This post is celebrating the resourceful planning of our Texas HS4CC moderator Drew Floyd Pinion who successfully credit laundered her son’s CLEP exams into the “we don’t accept much CLEP” University of Texas! This strategy can work in other states with careful planning and research.
Before reading Drew’s story, parents should understand what is meant by “credit laundering” at Homeschooling for College Credit. Credit laundering is the term I use when someone attempts to get their college credit accepted at a college that doesn’t normally accept that kind of credit. There is nothing illegal about it, but it usually doesn’t work because colleges always return college credits back to their original form. In a practical sense, simply having college credit recorded by College A on a transcript won’t change how that credit is received at College B. In other words, the end-point-college is always going to unpack your teen’s alternative credits and reevaluate them…. except when they can’t. There are a small number of very special and very unique rules that prevent some colleges from doing so! To understand more about credit laundering, why Drew’s situation is so special, and if there are opportunities for you to try this with your own teen, read Credit Laundering.

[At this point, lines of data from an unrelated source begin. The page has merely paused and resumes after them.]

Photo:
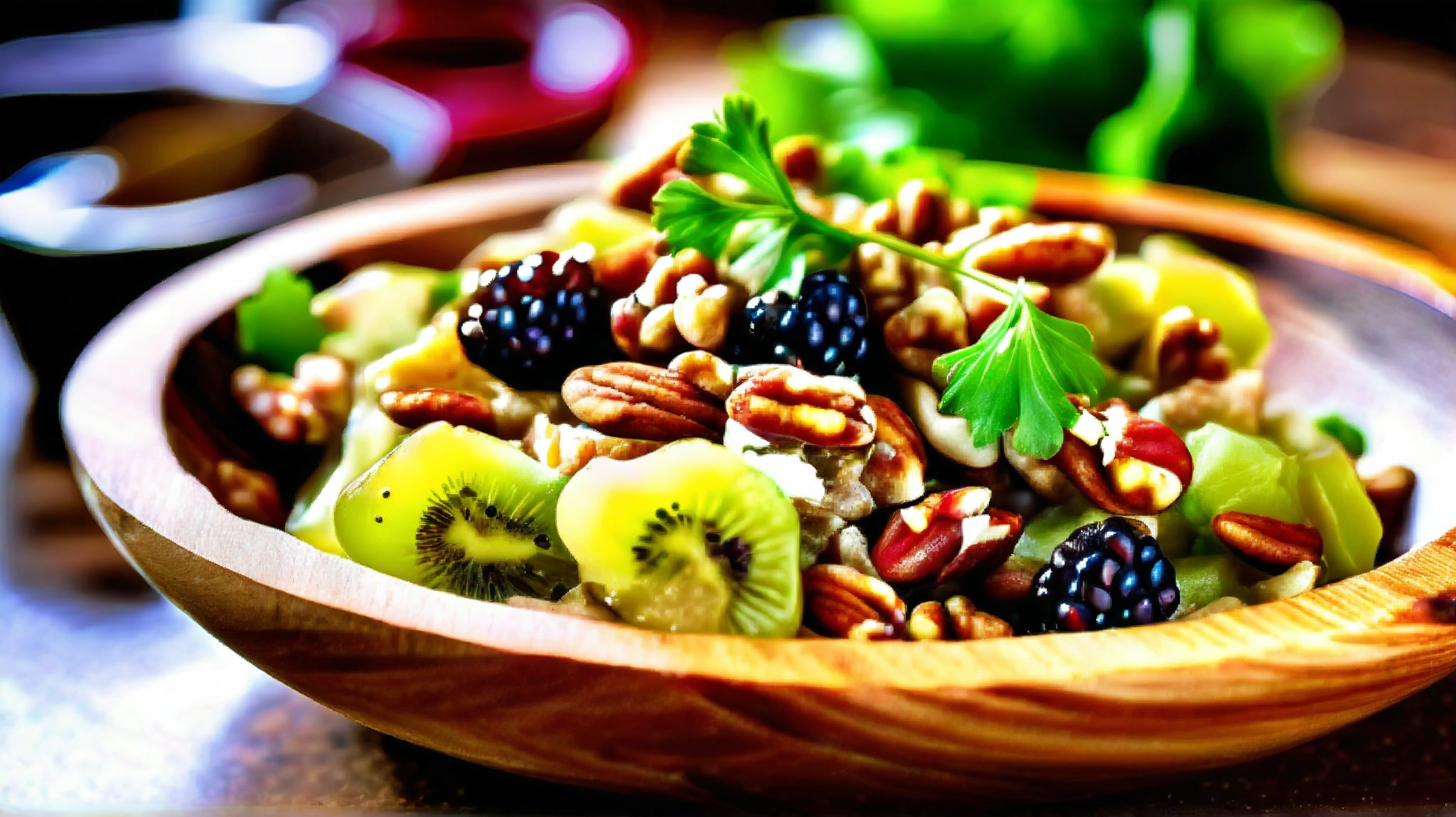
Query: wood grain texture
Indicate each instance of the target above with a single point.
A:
(724, 718)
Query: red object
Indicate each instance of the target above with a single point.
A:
(490, 68)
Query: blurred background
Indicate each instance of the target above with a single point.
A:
(140, 136)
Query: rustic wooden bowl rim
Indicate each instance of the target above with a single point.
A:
(112, 414)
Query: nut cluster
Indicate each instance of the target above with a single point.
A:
(643, 402)
(568, 447)
(679, 306)
(1121, 462)
(309, 407)
(782, 401)
(946, 538)
(954, 619)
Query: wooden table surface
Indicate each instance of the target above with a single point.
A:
(114, 701)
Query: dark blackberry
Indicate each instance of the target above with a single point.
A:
(823, 331)
(535, 321)
(1107, 574)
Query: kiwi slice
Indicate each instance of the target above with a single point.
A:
(459, 510)
(686, 539)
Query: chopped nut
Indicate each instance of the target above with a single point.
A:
(707, 370)
(623, 267)
(1179, 348)
(1138, 468)
(846, 603)
(412, 408)
(1299, 579)
(894, 474)
(954, 619)
(946, 538)
(1391, 491)
(1049, 254)
(250, 494)
(704, 312)
(850, 547)
(306, 408)
(1236, 402)
(929, 326)
(950, 436)
(783, 401)
(1265, 542)
(637, 401)
(568, 447)
(679, 305)
(989, 222)
(1012, 582)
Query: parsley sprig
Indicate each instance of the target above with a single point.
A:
(1018, 375)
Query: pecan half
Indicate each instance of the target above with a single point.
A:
(419, 407)
(635, 186)
(1138, 466)
(947, 536)
(929, 326)
(646, 402)
(1053, 254)
(846, 603)
(783, 401)
(954, 619)
(1267, 542)
(896, 468)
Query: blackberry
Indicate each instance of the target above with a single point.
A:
(823, 331)
(1107, 574)
(535, 321)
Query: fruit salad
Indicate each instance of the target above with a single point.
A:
(785, 389)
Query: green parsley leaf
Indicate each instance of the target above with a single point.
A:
(1019, 375)
(276, 326)
(1349, 436)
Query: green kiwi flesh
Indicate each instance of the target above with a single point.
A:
(462, 511)
(687, 539)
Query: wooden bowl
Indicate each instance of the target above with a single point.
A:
(811, 721)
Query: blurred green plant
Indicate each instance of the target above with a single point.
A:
(1184, 91)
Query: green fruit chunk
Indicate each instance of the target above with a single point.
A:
(462, 511)
(1201, 580)
(1115, 304)
(1211, 289)
(378, 309)
(368, 437)
(686, 539)
(1340, 508)
(1239, 472)
(274, 325)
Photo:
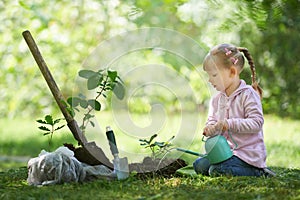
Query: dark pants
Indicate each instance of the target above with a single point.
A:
(233, 166)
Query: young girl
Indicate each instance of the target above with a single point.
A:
(236, 108)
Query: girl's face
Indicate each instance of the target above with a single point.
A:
(219, 77)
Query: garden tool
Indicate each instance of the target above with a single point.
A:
(121, 167)
(216, 147)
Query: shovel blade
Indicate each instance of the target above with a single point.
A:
(121, 168)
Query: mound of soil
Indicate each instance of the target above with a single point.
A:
(148, 168)
(153, 167)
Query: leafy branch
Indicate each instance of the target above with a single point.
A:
(157, 148)
(101, 81)
(49, 126)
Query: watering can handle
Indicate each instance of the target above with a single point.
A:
(230, 135)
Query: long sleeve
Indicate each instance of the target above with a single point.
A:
(251, 109)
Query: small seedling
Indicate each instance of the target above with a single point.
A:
(49, 126)
(157, 148)
(101, 81)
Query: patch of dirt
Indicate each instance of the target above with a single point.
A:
(157, 167)
(148, 168)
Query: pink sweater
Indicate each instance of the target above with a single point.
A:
(243, 112)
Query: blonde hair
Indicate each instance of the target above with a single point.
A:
(228, 55)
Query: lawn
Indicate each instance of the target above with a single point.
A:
(20, 140)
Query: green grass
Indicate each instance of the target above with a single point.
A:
(20, 137)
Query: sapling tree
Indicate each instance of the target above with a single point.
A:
(50, 126)
(157, 148)
(101, 81)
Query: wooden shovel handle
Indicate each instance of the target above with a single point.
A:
(72, 124)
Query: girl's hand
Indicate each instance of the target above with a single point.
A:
(216, 129)
(209, 130)
(221, 126)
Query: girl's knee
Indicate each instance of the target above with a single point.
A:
(201, 166)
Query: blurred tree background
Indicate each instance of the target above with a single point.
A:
(68, 31)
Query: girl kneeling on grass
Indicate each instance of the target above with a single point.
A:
(236, 108)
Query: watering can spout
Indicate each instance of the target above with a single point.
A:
(190, 152)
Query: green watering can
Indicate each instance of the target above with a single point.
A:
(216, 147)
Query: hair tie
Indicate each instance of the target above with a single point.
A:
(234, 60)
(228, 52)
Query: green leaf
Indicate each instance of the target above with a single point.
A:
(60, 127)
(94, 104)
(57, 121)
(94, 81)
(92, 123)
(43, 128)
(159, 144)
(86, 73)
(49, 119)
(112, 75)
(119, 90)
(152, 137)
(73, 101)
(71, 111)
(41, 121)
(83, 103)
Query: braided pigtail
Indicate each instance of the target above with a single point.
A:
(253, 71)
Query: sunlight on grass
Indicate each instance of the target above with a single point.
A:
(21, 137)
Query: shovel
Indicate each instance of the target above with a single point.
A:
(121, 167)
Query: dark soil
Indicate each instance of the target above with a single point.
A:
(148, 168)
(153, 167)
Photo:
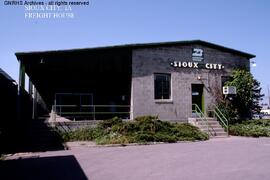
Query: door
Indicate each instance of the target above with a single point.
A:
(197, 95)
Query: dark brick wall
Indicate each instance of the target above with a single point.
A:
(147, 61)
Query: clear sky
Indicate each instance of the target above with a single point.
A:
(239, 24)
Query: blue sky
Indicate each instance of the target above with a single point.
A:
(238, 24)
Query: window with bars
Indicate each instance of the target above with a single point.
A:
(162, 86)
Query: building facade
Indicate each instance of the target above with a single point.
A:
(161, 79)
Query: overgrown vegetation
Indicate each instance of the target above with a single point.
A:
(251, 128)
(245, 103)
(141, 130)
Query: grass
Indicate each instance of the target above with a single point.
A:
(142, 130)
(251, 128)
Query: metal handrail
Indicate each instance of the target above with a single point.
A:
(218, 113)
(198, 111)
(58, 109)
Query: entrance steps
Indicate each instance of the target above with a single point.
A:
(210, 126)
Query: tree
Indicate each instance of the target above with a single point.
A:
(246, 101)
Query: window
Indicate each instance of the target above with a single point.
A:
(225, 79)
(162, 86)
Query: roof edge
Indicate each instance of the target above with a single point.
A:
(140, 45)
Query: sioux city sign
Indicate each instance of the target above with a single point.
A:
(196, 65)
(197, 61)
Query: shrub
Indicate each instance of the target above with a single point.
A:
(141, 130)
(251, 128)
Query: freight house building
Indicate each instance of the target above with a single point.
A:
(162, 79)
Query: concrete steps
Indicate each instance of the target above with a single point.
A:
(210, 126)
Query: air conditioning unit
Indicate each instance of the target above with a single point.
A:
(229, 90)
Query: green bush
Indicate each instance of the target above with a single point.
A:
(141, 130)
(251, 128)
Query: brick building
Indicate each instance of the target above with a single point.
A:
(162, 79)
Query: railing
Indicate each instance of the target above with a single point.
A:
(196, 110)
(91, 111)
(221, 118)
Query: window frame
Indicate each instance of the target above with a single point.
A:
(169, 99)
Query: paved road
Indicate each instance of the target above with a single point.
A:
(217, 159)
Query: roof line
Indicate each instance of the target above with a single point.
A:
(140, 45)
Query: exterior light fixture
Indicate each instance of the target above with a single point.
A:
(41, 61)
(253, 63)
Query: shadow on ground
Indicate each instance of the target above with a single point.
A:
(45, 168)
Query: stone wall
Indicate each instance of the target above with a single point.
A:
(147, 61)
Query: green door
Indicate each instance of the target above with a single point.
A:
(197, 95)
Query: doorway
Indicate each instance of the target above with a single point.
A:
(197, 95)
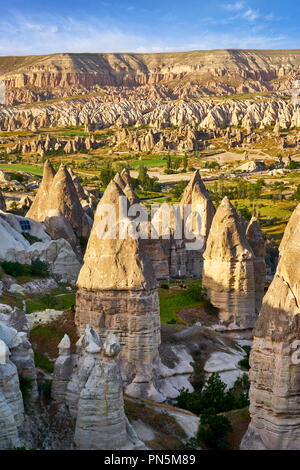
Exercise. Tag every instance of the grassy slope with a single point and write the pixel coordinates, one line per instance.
(20, 167)
(174, 299)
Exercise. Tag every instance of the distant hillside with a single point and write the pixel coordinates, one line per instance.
(195, 73)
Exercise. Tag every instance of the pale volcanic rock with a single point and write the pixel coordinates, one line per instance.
(228, 271)
(11, 402)
(83, 196)
(256, 241)
(57, 204)
(40, 202)
(130, 194)
(125, 174)
(63, 198)
(117, 291)
(198, 212)
(154, 247)
(119, 180)
(2, 202)
(63, 370)
(95, 396)
(274, 373)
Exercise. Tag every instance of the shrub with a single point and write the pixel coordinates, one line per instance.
(39, 268)
(213, 430)
(172, 321)
(164, 285)
(31, 238)
(213, 396)
(25, 386)
(83, 242)
(244, 364)
(195, 292)
(14, 268)
(43, 362)
(49, 300)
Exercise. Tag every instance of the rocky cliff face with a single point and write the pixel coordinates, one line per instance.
(29, 79)
(256, 241)
(274, 360)
(2, 202)
(160, 114)
(228, 270)
(16, 363)
(198, 212)
(89, 384)
(117, 292)
(57, 204)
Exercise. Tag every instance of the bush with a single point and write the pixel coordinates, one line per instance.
(31, 238)
(43, 362)
(172, 321)
(213, 430)
(83, 242)
(164, 285)
(49, 300)
(213, 396)
(14, 268)
(195, 292)
(244, 364)
(25, 386)
(39, 268)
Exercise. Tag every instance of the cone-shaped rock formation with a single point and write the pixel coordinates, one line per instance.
(198, 212)
(228, 271)
(39, 206)
(274, 360)
(2, 202)
(256, 240)
(117, 292)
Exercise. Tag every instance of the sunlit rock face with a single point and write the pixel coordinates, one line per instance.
(2, 202)
(228, 270)
(37, 210)
(117, 291)
(274, 360)
(256, 240)
(88, 386)
(57, 205)
(197, 212)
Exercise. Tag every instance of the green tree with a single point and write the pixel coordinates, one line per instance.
(107, 173)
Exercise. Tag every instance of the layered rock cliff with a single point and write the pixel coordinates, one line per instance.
(228, 270)
(117, 292)
(274, 360)
(34, 78)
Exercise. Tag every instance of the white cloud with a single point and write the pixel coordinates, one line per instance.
(237, 6)
(250, 14)
(25, 35)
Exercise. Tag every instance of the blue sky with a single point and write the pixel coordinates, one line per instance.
(35, 27)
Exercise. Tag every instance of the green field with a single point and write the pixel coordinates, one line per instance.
(42, 301)
(277, 212)
(19, 167)
(174, 299)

Drew Floyd Pinion, HS4CC Texas Moderator writes:
My son got his acceptance to the University of Texas today! He was also accepted into the Polymathic Scholars Honor Program (they only take 50 students per year). He has been invited to apply for the 40 acres scholarship ($128k). UT is accepting AT LEAST 42 of the college credits earned in high school. He takes his last CLEP test tomorrow. He is finished with his AS degree already. The last CLEP (biology) is for fun. In two weeks he leaves for an international internship for 4 months. He will come back in May to graduate from HS and CC. Whew! I am almost done!!!!!!
- 4.0 GPA unweighted, 4.55 GPA weighted
- National merit commended
- National Hispanic Scholar
- 3 AP classes (calculus, chemistry, world history)
- 1470 SAT
- Pharmacy internship
- International internship
- Associate Science degree (completed in high school)
- 72 college credits
My son has a total of 72 college credits earned in various ways, 22 credits were earned through CLEP.
In Texas, the 42-credit “Core Complete” status is transferable to any in-state public university. (Google Texas Core Complete for a quick guide). But in a nutshell: these 42 core credits are required for graduation from any public Texas University. They might be called slightly different things (ie English 1301 vs English 101) but they will transfer. It is virtually guaranteed with a passing grade. (check to see what your intended University considers passing) We focused on CLEP tests that would be part of that Core. He took History I and II (both core classes) Biology (can count toward core) and Spanish (not part of core BUT can get you that language credit necessary for graduation at many Liberal Arts colleges in Texas).
Once the CLEP tests were passed, we sent the score to his community college. In our case, it was Collin College. When he finished all 42 hours of the Core, some through CLEP some though regular dual credit classes, we requested that his transcript receive the “Core Complete” status. This was more difficult that I expected only because most of the advisors did not understand our goals.
Jennifer’s comment: A college’s goals are always the same “use us/pay us” and the nuances of a transfer strategy are not part of the norm, so it’s likely that your student is attempting something that advisor has never experienced.
Now that he is core complete, any public Texas university must accept him as “Core Complete.” We basically laundered his CLEP credits into Core classes that must be accepted. Now….. they could require he take Biology in an actual classroom but they can never take away his core complete status. UT will be accepting at least 42 hours (of his 72). Most likely they will accept more. Our case is a little different because he was accepted into an honors program and their requirements are a bit different.
University of Texas CLEP list of their 9 “accepted” exams
SAT Testing Tips used with Drew’s Son
1. He reads for pleasure at least 30 minutes per day from an actual book not electronic book. We felt like this prepared his eyes and brain for reading passages. (I know the test is going electronic soon so this tip may not stand the test of time)
2. He has never had a math break. We do math year round and study to excellence not just understanding.
3. We do not use Khan Academy of other types of apps. We use the practice tests in college board and dissect every question to understand why it was asked, what they are looking for and the skill/knowledge to successfully answer the question.
4. He always does the free response questions first. His thought process is that if he got behind in his time management, he still have a 25% chance of guessing correctly in multiple choice but virtually no chance at guessing the free response correctly in a rush.